谢福恭敬的把盒子捧过去,聘礼单子依旧放在箱子上面。他还是不太明白,“侯爷,这事儿如果在安阳城传开的话,恐怕会惹来更大的麻烦。”
“那能怎么着?跟薛家干一架?还是答应他们的要求?你可别糊涂,薛家正得圣宠,加上谢家的时运已去多留少,一个不好,别说我军侯位置不保,恐会累及全家。”
谢福立刻开窍,“侯爷,您是故意要留下曲小姐的聘礼,然后让薛家把剑尖指向曲小姐,让他们去斗?”
“对,咱们隔山观虎斗。不掺和。”
“可是薛家有圣上赐婚的旨意在手,咱们若是不答应不也照样是欺君之罪吗?”
谢元被打击得一时语塞,想了想说道:“他有尚方宝剑,本侯就没有吗?这箱子里的东西可不是一般的东西。等过几□□日开始,本侯就进宫请罪去。”
谢管家方才恍然大悟。“侯爷高明。那这件事情是否要跟小姐说一声?”
“用不着你去,她手底下的丫鬟聪明得紧。”谢元放下茶水,起身更衣便要进宫。
侯府东侧有个院子,因为院子外围种了很多竹子,便取名苦竹院。这个院子离主院最远。正因为远,没有什么人,六年前,侯府小姐谢贞华顶撞父亲,卫阳侯一怒之下把她关进了苦竹院。

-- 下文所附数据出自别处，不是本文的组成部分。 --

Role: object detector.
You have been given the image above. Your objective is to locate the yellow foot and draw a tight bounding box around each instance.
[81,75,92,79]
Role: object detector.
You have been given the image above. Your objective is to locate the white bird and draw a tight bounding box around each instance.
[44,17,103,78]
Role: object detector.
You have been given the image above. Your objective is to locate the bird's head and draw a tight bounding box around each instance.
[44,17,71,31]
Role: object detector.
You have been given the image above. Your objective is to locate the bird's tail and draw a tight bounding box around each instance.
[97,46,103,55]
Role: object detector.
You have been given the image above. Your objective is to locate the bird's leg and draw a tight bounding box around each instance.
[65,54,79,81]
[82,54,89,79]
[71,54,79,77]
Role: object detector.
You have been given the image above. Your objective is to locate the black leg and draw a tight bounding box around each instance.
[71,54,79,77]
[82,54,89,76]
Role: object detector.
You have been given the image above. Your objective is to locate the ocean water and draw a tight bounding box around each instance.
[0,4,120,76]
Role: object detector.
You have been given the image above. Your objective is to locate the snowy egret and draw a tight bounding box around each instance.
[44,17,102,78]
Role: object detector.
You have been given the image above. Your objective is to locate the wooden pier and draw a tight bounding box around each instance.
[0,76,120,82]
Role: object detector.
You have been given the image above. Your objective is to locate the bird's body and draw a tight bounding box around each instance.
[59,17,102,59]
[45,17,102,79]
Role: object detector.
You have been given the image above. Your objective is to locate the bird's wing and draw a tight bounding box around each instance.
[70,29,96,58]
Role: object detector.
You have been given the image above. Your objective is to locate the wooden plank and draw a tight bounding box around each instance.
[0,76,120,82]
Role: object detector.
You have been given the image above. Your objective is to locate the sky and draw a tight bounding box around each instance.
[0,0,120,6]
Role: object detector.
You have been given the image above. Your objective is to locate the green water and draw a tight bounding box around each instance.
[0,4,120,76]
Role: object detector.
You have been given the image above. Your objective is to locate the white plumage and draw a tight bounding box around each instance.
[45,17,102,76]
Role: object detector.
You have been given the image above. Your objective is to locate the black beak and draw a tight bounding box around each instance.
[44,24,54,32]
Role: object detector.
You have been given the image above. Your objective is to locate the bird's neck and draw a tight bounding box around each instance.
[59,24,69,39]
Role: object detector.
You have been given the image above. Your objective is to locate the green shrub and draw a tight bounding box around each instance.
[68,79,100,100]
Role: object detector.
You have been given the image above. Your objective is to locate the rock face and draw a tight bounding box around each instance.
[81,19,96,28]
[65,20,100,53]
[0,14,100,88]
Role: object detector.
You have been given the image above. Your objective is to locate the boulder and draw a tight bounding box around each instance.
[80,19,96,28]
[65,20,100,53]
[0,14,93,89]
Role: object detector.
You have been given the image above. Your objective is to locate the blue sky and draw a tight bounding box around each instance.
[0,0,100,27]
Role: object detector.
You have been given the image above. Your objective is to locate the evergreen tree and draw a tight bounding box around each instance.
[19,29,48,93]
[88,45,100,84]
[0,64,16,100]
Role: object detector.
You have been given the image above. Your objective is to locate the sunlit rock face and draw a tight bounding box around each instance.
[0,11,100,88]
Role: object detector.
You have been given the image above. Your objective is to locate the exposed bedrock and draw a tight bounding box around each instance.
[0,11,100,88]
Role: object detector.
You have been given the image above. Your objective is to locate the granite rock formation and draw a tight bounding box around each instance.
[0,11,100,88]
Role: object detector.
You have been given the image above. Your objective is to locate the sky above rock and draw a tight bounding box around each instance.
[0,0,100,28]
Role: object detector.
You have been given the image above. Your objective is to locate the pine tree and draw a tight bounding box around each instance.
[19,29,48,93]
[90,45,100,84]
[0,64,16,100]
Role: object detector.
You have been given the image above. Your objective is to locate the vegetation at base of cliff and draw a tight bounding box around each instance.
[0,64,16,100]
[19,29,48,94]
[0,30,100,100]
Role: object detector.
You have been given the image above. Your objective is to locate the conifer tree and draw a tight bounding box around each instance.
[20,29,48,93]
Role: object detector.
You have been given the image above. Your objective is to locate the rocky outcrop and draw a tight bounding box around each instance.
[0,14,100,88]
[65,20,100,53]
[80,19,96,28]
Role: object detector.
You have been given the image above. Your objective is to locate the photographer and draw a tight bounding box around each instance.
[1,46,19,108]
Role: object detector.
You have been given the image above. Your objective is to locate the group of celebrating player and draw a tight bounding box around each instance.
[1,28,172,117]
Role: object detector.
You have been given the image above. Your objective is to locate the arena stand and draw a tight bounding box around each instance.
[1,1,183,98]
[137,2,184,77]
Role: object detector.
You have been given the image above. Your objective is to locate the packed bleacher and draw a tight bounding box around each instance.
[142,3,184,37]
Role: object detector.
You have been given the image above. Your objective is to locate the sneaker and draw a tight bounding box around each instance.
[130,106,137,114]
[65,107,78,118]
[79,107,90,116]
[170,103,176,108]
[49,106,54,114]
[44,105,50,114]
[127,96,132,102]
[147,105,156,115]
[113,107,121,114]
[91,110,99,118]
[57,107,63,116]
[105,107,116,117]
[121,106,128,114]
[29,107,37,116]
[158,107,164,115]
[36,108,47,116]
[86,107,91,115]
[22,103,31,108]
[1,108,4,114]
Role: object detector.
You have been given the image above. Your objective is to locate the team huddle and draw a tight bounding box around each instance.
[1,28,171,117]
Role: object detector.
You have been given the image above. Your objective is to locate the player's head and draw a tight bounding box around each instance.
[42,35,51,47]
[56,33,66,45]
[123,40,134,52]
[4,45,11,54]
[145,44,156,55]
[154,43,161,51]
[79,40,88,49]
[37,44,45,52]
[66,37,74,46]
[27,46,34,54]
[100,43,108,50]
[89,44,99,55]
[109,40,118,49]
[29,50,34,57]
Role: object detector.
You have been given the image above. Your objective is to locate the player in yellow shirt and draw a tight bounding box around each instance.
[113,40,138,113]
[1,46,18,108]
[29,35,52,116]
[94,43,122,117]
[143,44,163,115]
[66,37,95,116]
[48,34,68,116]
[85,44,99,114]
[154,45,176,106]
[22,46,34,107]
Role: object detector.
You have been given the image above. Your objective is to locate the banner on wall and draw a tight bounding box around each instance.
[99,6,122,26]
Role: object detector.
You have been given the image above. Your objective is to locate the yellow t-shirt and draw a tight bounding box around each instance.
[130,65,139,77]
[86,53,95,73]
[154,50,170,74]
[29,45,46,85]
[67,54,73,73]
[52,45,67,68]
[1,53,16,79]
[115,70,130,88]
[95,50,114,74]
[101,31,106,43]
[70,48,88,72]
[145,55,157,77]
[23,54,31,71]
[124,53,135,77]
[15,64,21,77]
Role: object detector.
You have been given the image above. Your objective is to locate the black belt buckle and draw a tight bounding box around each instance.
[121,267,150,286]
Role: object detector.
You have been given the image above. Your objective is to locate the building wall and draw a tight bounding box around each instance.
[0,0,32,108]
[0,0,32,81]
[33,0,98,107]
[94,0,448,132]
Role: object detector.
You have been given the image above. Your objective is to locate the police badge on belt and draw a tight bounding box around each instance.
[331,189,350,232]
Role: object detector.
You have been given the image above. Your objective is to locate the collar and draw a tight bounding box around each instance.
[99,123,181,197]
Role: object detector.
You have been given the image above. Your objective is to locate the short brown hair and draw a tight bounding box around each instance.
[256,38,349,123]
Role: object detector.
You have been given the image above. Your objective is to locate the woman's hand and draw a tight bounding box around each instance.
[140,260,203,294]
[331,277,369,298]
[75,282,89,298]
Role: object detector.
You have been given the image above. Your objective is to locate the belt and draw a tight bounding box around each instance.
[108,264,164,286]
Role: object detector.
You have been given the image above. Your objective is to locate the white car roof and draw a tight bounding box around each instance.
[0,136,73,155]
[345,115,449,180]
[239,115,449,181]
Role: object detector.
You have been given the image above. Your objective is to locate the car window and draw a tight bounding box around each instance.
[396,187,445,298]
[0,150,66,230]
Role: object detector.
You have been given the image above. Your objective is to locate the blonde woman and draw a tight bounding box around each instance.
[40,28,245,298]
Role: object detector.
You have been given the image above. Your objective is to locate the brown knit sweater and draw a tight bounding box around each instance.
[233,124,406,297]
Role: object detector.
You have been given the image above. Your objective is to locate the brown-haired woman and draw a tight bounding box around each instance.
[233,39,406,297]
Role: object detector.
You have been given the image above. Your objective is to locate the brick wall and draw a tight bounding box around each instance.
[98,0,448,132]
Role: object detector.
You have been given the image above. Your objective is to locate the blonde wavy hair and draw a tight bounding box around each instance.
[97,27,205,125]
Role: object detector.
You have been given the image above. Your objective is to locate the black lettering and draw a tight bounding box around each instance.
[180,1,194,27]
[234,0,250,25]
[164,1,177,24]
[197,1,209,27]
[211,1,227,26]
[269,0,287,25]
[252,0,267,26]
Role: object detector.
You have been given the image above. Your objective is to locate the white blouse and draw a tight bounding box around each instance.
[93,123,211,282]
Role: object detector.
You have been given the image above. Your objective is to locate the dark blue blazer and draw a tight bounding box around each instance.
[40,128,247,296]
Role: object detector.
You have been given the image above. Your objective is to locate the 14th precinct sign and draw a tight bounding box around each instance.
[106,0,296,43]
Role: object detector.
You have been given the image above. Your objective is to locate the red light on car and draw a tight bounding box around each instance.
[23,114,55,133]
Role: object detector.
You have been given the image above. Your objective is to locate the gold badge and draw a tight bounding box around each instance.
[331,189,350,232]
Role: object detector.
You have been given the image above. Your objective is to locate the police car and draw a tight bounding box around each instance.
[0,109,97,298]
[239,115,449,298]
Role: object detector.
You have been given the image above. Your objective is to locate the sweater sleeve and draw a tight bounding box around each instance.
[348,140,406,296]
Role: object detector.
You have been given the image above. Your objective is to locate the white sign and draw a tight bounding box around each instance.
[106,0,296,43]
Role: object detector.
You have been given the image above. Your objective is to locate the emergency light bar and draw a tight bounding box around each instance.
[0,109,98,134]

谢贞华自从住进去后,就没再出来过。即使一年前那厚厚的三层铁门被卸了,她也无动于衷。
五年的时间,足以让这些铁器在风吹日晒中锈迹斑斑,院中本就无花草,那唯一的一棵杏树孤零零的立在那儿,更让这个院子无限孤寂。
绿裙子的丫鬟一手提着裙摆,匆匆忙忙的跑来,歪斜着的院门被撞了一下,发出吱吱的响声,晃了几下竟然没有倒下。丫鬟已经跑远了,进了那扇敞开的房门。
“小姐小姐,不得了啦,不得了啦……”
任凭丫鬟惊慌,桌前的人正埋头啃蹄膀,眼都没抬一下。
“还差两斤,不急不急,等我吃完这些就成功了。”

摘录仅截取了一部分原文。